In fact, LPL estimates around 1,200 advisors from NPH’s four IBDs will end up at other firms, Arnold and CFO Matt Audette told analysts on an earnings call. The fact that the firm expects it will retain 70% of NPH’s production with just 62% of its 3,200 advisors shows the quality of the advisors LPL is onboarding, Audette argued.
LPL is also leaving the door open to future acquisitions in the second half of the year, since the firm continues to see the industry as ripe for consolidation, Arnold said.
“M&A can drive meaningful long-term value and complement organic growth,” he said. “Our work with NPH reinforced this view. So while we are focused on smoothly onboarding NPH now, we are also positioned to take advantage of future opportunities as they arise.”
The firm’s headcount grew to 15,210 advisors in the fourth quarter, up 6% from the year-ago period. Ex-NPH advisors will push LPL’s headcount beyond that of the largest wirehouse, Morgan Stanley, if the firm keeps up its projected pace.
At the same time, LPL has also changed its RIA policies, which experts say could hurt its recruiting and retention.
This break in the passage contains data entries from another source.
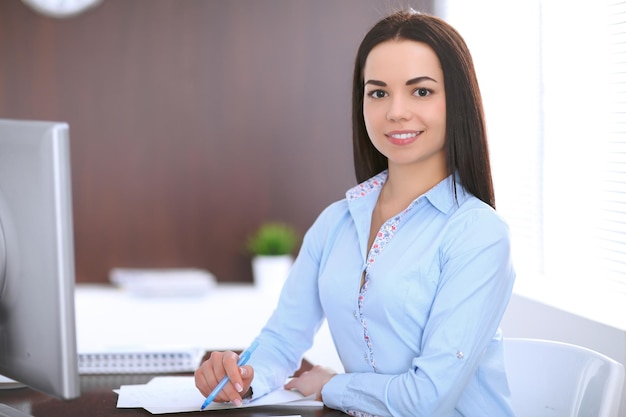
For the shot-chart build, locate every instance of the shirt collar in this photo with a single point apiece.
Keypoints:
(442, 196)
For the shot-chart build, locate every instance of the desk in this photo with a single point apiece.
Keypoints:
(109, 319)
(99, 400)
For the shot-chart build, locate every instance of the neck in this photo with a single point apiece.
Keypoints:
(407, 182)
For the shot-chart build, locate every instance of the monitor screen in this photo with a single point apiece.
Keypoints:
(37, 322)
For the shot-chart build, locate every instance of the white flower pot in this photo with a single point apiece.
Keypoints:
(269, 272)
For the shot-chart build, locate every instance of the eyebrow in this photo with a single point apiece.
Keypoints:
(412, 81)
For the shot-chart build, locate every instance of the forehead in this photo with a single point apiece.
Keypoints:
(402, 59)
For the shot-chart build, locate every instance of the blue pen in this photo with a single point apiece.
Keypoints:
(243, 359)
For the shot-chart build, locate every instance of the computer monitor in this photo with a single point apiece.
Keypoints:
(37, 322)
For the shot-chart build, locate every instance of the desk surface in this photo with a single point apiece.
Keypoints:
(98, 399)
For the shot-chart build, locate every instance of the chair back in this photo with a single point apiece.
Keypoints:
(554, 379)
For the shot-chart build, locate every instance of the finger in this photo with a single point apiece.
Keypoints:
(204, 376)
(234, 388)
(292, 384)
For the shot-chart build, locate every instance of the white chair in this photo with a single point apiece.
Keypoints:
(554, 379)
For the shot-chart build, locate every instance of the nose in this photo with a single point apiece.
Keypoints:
(398, 109)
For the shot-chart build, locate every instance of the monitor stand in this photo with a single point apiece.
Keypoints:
(5, 410)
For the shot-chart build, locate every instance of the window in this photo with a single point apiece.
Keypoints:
(553, 79)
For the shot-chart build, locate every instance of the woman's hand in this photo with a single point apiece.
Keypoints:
(219, 364)
(312, 382)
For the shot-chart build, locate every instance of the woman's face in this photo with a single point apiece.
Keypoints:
(404, 104)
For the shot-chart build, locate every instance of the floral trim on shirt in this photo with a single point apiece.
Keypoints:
(366, 187)
(384, 236)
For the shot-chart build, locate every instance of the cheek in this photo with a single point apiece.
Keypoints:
(371, 118)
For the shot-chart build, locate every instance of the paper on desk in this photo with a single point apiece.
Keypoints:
(176, 394)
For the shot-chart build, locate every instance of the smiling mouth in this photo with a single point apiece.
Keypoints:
(404, 136)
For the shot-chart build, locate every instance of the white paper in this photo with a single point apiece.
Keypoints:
(175, 394)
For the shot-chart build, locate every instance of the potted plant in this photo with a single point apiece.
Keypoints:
(272, 247)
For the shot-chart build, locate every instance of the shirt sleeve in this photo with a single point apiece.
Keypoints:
(291, 328)
(476, 279)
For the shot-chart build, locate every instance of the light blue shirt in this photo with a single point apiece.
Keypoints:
(421, 337)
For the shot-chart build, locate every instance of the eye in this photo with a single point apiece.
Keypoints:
(377, 94)
(422, 92)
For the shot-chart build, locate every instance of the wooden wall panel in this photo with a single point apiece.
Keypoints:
(191, 121)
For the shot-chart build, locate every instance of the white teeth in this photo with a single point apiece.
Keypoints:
(404, 135)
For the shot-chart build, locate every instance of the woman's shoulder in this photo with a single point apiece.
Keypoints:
(476, 214)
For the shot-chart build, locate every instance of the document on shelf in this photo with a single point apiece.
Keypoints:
(178, 394)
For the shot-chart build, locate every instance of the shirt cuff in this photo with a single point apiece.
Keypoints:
(333, 392)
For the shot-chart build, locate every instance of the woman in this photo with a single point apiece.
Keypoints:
(412, 269)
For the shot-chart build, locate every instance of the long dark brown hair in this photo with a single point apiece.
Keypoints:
(466, 148)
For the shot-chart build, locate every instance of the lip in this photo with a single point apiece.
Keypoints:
(403, 137)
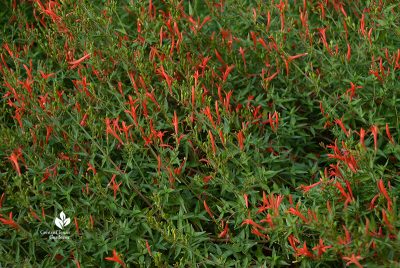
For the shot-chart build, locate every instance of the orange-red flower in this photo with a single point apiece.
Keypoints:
(115, 258)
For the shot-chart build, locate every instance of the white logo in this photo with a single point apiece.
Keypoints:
(62, 221)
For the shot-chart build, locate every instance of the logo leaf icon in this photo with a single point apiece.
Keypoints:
(62, 221)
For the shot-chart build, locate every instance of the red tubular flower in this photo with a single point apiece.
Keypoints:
(321, 247)
(2, 199)
(111, 131)
(386, 220)
(362, 137)
(114, 185)
(388, 134)
(296, 212)
(207, 209)
(212, 142)
(374, 130)
(240, 138)
(268, 220)
(252, 223)
(246, 200)
(304, 251)
(175, 123)
(225, 231)
(14, 157)
(353, 260)
(75, 63)
(76, 225)
(339, 122)
(293, 241)
(382, 189)
(115, 258)
(306, 188)
(256, 232)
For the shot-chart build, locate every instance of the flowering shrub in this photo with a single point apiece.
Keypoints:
(209, 133)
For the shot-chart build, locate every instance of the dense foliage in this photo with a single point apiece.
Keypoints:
(208, 133)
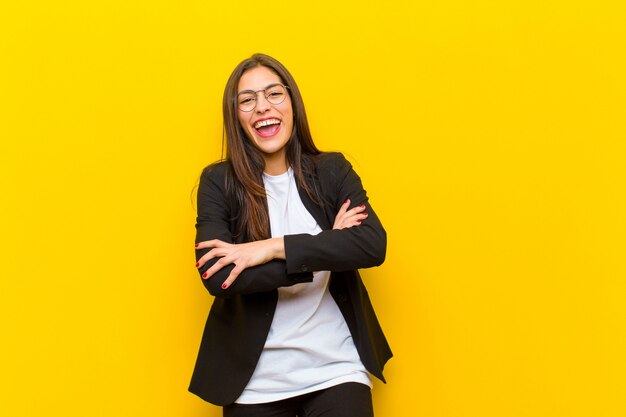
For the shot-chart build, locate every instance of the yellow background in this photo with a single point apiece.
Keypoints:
(489, 135)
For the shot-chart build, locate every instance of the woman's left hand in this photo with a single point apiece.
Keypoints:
(242, 255)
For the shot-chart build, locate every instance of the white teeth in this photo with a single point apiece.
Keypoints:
(266, 123)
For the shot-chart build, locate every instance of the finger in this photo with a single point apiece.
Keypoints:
(357, 209)
(221, 263)
(232, 277)
(214, 243)
(343, 208)
(213, 253)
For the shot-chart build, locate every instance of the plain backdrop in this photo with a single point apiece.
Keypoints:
(489, 136)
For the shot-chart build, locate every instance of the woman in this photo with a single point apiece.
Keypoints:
(280, 339)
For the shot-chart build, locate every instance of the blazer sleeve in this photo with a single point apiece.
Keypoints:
(214, 222)
(356, 247)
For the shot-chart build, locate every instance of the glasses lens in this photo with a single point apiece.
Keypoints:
(276, 94)
(247, 101)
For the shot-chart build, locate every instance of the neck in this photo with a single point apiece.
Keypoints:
(276, 164)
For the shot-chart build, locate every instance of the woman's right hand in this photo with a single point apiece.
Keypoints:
(347, 218)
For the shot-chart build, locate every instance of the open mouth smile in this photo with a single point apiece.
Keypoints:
(268, 127)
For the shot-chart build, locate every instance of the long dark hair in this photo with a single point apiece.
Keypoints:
(245, 176)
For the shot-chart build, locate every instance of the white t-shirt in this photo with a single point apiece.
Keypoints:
(309, 346)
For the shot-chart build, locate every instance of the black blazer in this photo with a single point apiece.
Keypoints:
(241, 316)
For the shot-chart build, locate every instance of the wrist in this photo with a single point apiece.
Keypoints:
(278, 247)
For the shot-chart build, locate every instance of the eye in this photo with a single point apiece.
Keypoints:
(246, 99)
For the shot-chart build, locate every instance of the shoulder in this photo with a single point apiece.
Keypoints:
(330, 163)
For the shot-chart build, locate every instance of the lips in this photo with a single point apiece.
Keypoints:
(268, 127)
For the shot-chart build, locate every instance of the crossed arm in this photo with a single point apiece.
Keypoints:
(246, 255)
(228, 268)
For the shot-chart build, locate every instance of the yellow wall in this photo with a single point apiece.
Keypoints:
(489, 134)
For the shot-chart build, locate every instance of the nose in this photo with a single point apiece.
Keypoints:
(262, 105)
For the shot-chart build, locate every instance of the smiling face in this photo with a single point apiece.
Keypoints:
(268, 126)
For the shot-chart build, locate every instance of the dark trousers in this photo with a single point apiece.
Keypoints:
(345, 400)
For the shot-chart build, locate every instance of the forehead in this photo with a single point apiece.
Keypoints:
(257, 78)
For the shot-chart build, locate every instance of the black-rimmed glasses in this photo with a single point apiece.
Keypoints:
(274, 94)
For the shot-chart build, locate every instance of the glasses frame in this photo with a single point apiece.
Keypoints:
(256, 101)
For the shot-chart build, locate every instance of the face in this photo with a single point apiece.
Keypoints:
(268, 126)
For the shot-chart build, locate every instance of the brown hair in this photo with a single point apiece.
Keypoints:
(245, 178)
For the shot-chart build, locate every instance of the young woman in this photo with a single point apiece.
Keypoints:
(281, 230)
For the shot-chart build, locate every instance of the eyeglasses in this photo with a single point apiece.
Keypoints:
(274, 94)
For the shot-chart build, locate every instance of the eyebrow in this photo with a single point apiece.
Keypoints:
(262, 89)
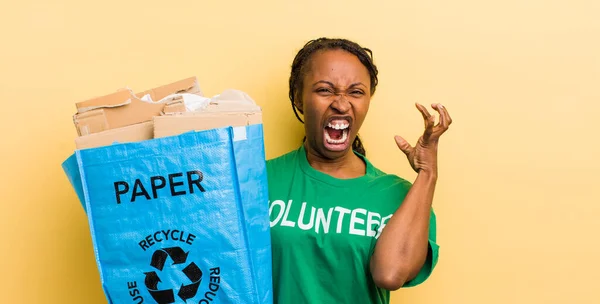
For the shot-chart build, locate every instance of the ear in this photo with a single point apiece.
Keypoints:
(299, 104)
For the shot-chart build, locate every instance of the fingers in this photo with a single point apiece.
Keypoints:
(445, 119)
(429, 119)
(403, 145)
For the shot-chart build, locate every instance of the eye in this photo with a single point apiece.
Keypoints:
(324, 91)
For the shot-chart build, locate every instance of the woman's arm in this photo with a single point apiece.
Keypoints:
(403, 245)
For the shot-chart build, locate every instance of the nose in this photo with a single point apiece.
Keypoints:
(341, 104)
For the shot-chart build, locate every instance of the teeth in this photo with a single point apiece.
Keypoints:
(339, 126)
(337, 141)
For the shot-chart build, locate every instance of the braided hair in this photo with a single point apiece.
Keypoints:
(302, 62)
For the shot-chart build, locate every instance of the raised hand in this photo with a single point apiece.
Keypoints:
(423, 156)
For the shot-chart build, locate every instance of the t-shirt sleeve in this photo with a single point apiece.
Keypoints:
(432, 256)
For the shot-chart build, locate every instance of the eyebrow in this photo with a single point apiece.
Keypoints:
(331, 84)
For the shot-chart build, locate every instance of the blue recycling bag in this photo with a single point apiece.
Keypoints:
(181, 219)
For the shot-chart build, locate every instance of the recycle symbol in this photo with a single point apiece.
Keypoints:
(191, 271)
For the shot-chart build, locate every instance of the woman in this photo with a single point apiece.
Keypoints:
(342, 230)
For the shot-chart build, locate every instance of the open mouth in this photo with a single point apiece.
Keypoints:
(337, 134)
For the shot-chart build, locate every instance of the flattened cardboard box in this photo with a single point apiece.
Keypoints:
(124, 108)
(133, 133)
(175, 124)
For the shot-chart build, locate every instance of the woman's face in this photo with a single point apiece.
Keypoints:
(335, 100)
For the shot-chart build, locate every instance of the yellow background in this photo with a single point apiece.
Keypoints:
(517, 201)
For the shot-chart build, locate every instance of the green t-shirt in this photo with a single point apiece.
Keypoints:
(324, 229)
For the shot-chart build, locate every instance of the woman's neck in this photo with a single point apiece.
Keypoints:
(345, 167)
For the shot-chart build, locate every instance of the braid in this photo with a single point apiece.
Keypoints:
(301, 63)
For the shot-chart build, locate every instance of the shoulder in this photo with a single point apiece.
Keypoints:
(389, 181)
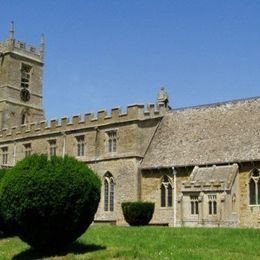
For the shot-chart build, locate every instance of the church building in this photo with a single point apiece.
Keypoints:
(199, 165)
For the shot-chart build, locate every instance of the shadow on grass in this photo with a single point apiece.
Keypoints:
(4, 235)
(75, 248)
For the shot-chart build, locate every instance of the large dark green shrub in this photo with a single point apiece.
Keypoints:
(138, 213)
(49, 203)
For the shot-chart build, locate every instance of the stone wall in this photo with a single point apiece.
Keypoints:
(249, 215)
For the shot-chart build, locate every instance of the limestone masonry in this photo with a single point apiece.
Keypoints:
(200, 165)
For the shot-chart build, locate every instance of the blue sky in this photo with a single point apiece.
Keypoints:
(103, 54)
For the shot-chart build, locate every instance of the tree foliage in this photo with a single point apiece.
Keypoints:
(49, 203)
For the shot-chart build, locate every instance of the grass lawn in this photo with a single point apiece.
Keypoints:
(107, 242)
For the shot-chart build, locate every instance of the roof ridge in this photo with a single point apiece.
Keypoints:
(232, 101)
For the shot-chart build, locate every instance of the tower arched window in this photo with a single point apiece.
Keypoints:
(109, 187)
(25, 119)
(254, 187)
(166, 192)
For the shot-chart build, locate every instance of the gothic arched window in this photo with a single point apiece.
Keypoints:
(108, 192)
(254, 187)
(166, 192)
(25, 119)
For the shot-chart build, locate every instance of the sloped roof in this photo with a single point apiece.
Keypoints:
(212, 134)
(211, 178)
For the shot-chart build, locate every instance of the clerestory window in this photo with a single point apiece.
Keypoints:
(53, 147)
(112, 141)
(27, 149)
(25, 75)
(166, 192)
(194, 205)
(4, 155)
(254, 187)
(212, 203)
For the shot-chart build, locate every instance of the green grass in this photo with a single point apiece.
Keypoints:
(107, 242)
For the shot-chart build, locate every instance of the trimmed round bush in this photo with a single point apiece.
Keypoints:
(138, 213)
(49, 203)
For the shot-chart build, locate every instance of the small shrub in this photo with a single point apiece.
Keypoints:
(138, 213)
(49, 203)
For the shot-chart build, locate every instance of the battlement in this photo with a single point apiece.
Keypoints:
(19, 47)
(89, 120)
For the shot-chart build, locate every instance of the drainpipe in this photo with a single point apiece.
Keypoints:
(64, 144)
(14, 154)
(174, 197)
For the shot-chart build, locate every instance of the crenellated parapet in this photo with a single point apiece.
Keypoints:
(89, 120)
(21, 48)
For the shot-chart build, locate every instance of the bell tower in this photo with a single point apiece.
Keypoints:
(21, 69)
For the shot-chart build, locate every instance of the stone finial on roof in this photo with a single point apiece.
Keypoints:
(163, 97)
(11, 31)
(42, 45)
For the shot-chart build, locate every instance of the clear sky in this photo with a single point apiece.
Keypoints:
(106, 53)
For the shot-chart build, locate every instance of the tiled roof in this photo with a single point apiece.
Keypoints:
(219, 133)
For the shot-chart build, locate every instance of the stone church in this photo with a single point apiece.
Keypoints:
(200, 165)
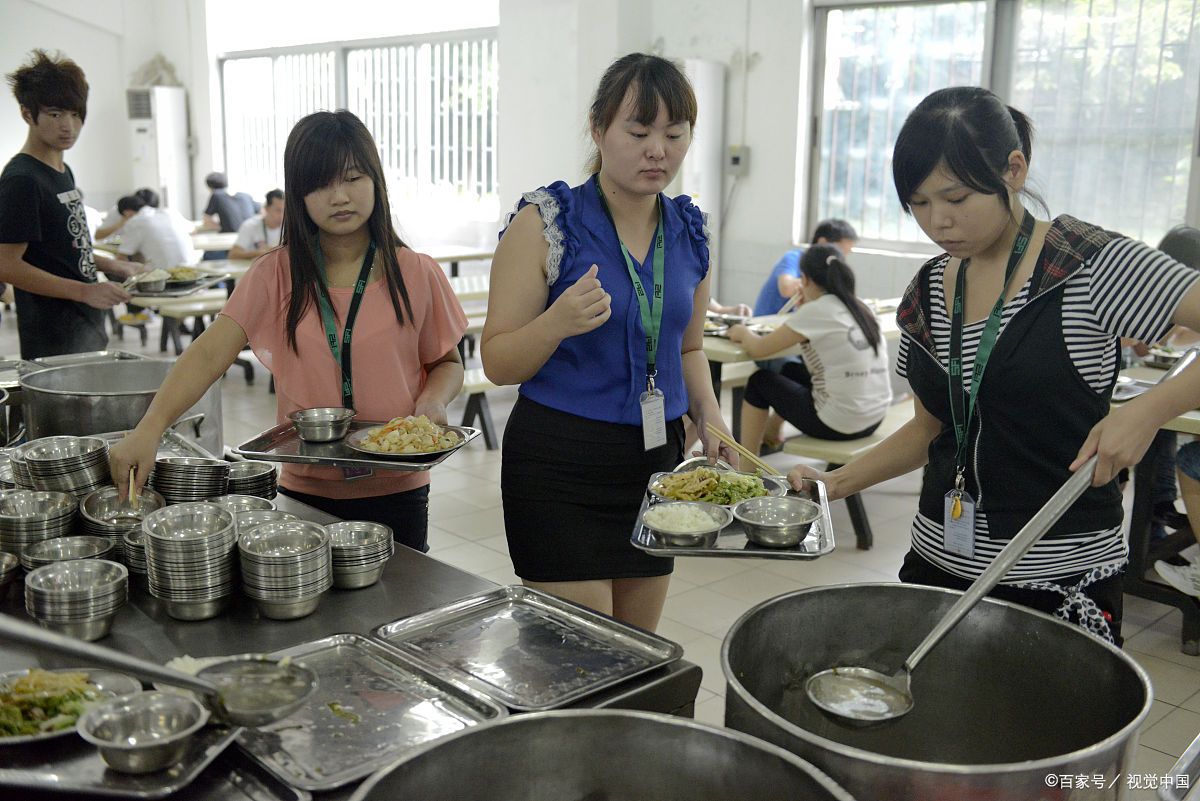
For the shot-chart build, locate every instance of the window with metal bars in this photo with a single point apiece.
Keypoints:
(431, 106)
(1111, 86)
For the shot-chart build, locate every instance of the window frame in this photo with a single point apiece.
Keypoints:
(999, 62)
(341, 49)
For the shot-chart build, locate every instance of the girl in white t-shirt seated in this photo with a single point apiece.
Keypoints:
(841, 390)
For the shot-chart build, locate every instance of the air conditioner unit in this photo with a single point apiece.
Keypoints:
(159, 138)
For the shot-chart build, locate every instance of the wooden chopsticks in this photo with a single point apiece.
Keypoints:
(745, 455)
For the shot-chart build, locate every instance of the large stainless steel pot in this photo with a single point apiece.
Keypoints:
(615, 756)
(108, 397)
(1011, 702)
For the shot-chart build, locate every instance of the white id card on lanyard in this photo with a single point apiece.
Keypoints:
(654, 421)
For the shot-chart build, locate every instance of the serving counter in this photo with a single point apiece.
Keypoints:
(411, 583)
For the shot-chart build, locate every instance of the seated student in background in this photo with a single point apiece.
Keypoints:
(784, 281)
(261, 233)
(841, 389)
The firm slashed fees on its corporate platform at the start of the year, but new advisors must place at least $50 million with the corporate RIA before joining any hybrid RIAs.
On the strength of the NPH advisors, the corporate platform added $11.1 billion in net new advisory assets in the fourth quarter, compared to $2.9 billion to the hybrid side. The incoming advisors brought $26.6 billion in brokerage assets and $7.7 billion in advisory assets.
About $7.2 billion of the advisory assets went to the corporate platform, which the firm refers to as “centrally-managed advisory assets.” The lower fees for the corporate RIA will cost LPL $3 million each quarter, but the additional assets coming in will offset the expense, according to Audette.
LPL unveiled the new policies in November, and its hybrid platform still grew faster than the corporate one in 2017. Assets under management at the firm’s hybrid RIAs grew 34% to $113 billion for the year, compared to the corporate RIA’s 20% gain to $160 billion.
Lower fees on the corporate RIA, along with new capabilities, have been received favorably by existing and prospective LPL advisors, Arnold said. He stressed that the changes are too recent to form judgments from the asset levels, noting he could only judge the initial reactions of advisors.
“Based on that dialogue, we feel that we’re on the right course and right trajectory with that,” Arnold said. “At the same time, we’ve got to continue to ensure that our hybrid program is competitive, and we will continue to invest in that hybrid program.”
The firm earned 69 cents per share on revenue of $403.2 million, up 50% from 46 cents per share during the year-ago period. LPL’s stock price rose almost 4% to $63 per share in after-hours trading after the earnings far outpaced analysts’ estimate of 35 cents per share.